Although we know more about workplace carcinogens there are still many others widely in use in industry, released into the environment, and used in consumer products. Some experts still debate how many cancers are due to these exposures compared to other known carcinogens such as tobacco smoke, diet, and physical inactivity. But there isn't much disagreement that the majority of cancers are preventable.
Since the 1960s and groundbreaking books such as Rachel Carson's Silent Spring, there has been more and more research revolving around the cancer-environment connection. Carson revealed that synthetic pesticides have the ability to not only kill their intended targets, but they also move right up the food chain, eventually reaching humans. The pesticides then build up in the tissues of the body, where they interact with other ingested chemicals, causing cancer and a host of other unpleasant ailments. Ironically, Carson, who reportedly had no family history of breast cancer, was never a smoker or drinker and exercised regularly, died of breast cancer in 1965 at the age of 56.
Written in a similar vein is Sandra Steingraber's Living Downstream. In this 1997 scientific narrative on the environmental causes of cancer, Steingraber provides personal experiences (about her friend's deadly rare spinal chord cancer and her bladder cancer) backed by examinations of cancer registry data, the rise of our petrochemical-based economy, and the effects of endocrine-disrupting chemicals on human health and ecosystems. She also uses data to illustrate the overuse of incineration as a treatment technology for the reduction of hazardous waste.
Most recently, a report jointly published by the U.S. non-profit organizations Breast Cancer Fund and Breast Cancer Action found that half of breast cancer causes may be environmental. The report, "State of the Evidence 2006: What Is the Connection Between the Environment and Breast Cancer?", provides compelling evidence that some of the 100,000 synthetic chemicals in use today are contributing to the development of breast cancer, either by altering hormone function or gene expression. According to the report, women living within one mile of hazardous waste sites have an increased risk of breast cancer.

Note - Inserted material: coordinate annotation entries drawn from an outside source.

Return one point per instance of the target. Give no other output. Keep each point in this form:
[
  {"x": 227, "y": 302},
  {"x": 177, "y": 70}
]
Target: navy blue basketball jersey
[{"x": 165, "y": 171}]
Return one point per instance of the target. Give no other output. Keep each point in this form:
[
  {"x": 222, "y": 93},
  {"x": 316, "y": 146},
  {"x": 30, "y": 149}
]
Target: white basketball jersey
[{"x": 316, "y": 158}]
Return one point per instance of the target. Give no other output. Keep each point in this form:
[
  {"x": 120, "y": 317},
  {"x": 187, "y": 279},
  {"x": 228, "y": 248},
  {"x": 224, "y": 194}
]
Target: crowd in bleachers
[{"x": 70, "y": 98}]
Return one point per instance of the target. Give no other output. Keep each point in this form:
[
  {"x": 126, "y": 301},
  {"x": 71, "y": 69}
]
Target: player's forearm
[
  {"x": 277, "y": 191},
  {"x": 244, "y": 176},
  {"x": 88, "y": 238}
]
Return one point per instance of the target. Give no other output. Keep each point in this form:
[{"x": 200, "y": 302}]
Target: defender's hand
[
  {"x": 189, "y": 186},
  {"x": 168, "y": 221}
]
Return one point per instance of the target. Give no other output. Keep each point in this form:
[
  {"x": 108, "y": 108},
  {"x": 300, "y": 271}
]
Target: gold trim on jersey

Have these issues been noted north of the 49th parallel as well?
There has been some progress in recent years. In terms of waste monitoring, Environment Canada's National Pollutant Release Inventory Report tracks an increasing number of toxic substances released into the environment. The most recent data available indicates that most pollutants were released to the air in 2003, with more than 4.1 billion kilograms of pollutants coming from industrial facilities - including 8.6 million kilograms of suspected cancer causing pollutants. However, we could have more comprehensive tracking of high-risk carcinogens; we should be at least as vigilant as the U.S. Toxic Release Inventory Report.
Provincial cancer registries in Quebec, British Columbia, and Ontario have also slowly begun to develop programs to identify and track occupational cancers.

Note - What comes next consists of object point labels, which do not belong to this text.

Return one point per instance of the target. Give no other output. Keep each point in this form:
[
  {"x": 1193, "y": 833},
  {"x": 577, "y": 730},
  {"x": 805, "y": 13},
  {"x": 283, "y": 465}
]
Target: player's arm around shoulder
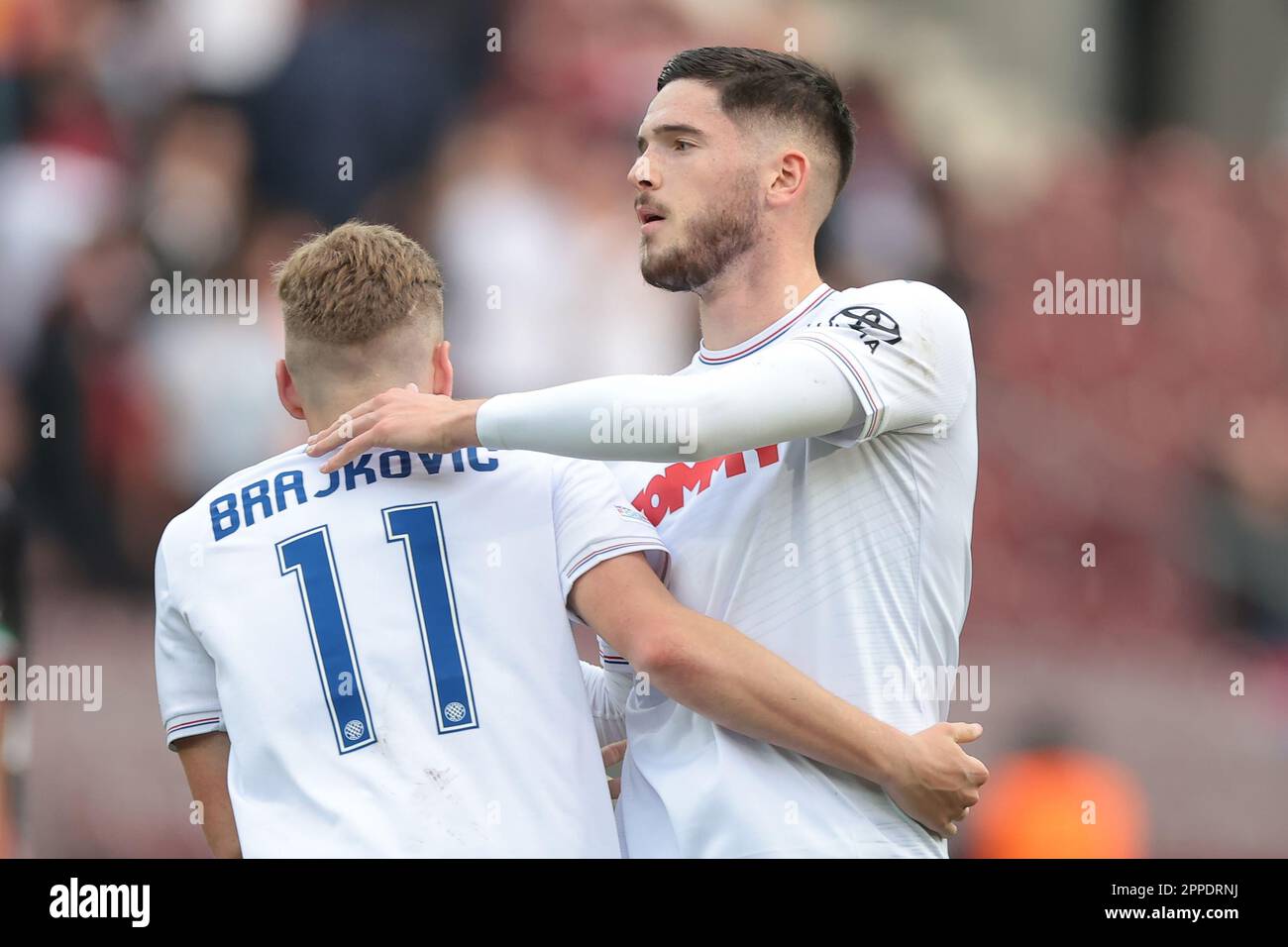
[{"x": 721, "y": 674}]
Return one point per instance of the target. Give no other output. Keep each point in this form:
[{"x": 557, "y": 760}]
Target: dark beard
[{"x": 713, "y": 243}]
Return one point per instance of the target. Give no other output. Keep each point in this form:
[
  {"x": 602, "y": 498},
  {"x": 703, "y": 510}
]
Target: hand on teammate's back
[
  {"x": 400, "y": 418},
  {"x": 938, "y": 781}
]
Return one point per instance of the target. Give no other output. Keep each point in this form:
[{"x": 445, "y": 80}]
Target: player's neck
[{"x": 751, "y": 294}]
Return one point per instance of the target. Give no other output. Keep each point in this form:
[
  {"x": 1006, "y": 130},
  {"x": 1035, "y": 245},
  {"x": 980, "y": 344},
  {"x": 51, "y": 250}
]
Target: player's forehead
[{"x": 686, "y": 102}]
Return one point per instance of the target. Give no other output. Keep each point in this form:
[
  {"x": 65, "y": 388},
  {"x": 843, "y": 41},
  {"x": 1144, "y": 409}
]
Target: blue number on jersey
[
  {"x": 417, "y": 528},
  {"x": 308, "y": 556}
]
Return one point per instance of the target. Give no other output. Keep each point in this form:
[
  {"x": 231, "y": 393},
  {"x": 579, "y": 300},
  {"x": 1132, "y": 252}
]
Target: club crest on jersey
[{"x": 875, "y": 325}]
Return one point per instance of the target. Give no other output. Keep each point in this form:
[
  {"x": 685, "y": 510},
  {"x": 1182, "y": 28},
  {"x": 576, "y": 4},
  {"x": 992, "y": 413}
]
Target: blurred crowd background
[{"x": 1153, "y": 682}]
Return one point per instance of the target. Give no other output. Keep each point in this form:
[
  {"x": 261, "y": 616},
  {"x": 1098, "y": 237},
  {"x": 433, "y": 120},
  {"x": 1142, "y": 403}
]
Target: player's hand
[
  {"x": 936, "y": 781},
  {"x": 400, "y": 418},
  {"x": 613, "y": 754}
]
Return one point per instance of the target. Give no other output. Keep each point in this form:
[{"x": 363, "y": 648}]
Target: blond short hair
[{"x": 356, "y": 282}]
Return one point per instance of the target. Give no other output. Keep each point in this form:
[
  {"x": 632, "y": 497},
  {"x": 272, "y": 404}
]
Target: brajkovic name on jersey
[{"x": 261, "y": 499}]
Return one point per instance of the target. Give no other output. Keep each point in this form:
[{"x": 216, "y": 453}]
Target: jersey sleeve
[
  {"x": 606, "y": 705},
  {"x": 185, "y": 673},
  {"x": 905, "y": 348},
  {"x": 593, "y": 522}
]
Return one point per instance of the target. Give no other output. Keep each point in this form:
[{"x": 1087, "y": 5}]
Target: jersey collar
[{"x": 768, "y": 334}]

And finally, in June 2005, the federal government adopted the Canadian Strategy for Cancer Control. The national committee struck as part of the strategy recently produced a report on best practices to prevent occupational and environmental cancers. A major focus of this report is to improve primary prevention and reduce risk factors. Recommendations call for cancer surveillance that brings together the latest epidemiological data and further protection for workers from hazardous exposures.
During the recent federal election campaign, Stephen Harper announced that a new Conservative government would fully implement this five-year cancer strategy at a cost of about $50-million per year. At the time of the announcement he said: "The Canadian Strategy for Cancer Control, developed by over 700 cancer survivors and experts, is a model for an effective national disease strategy. All that has been lacking is the political will to implement it."
Both the Liberal Party and the New Democratic Party have also pledged support for a national cancer strategy. As a result, this is an initiative that a minority government can and must accomplish. For some of us, it's quite literally a matter of life or death.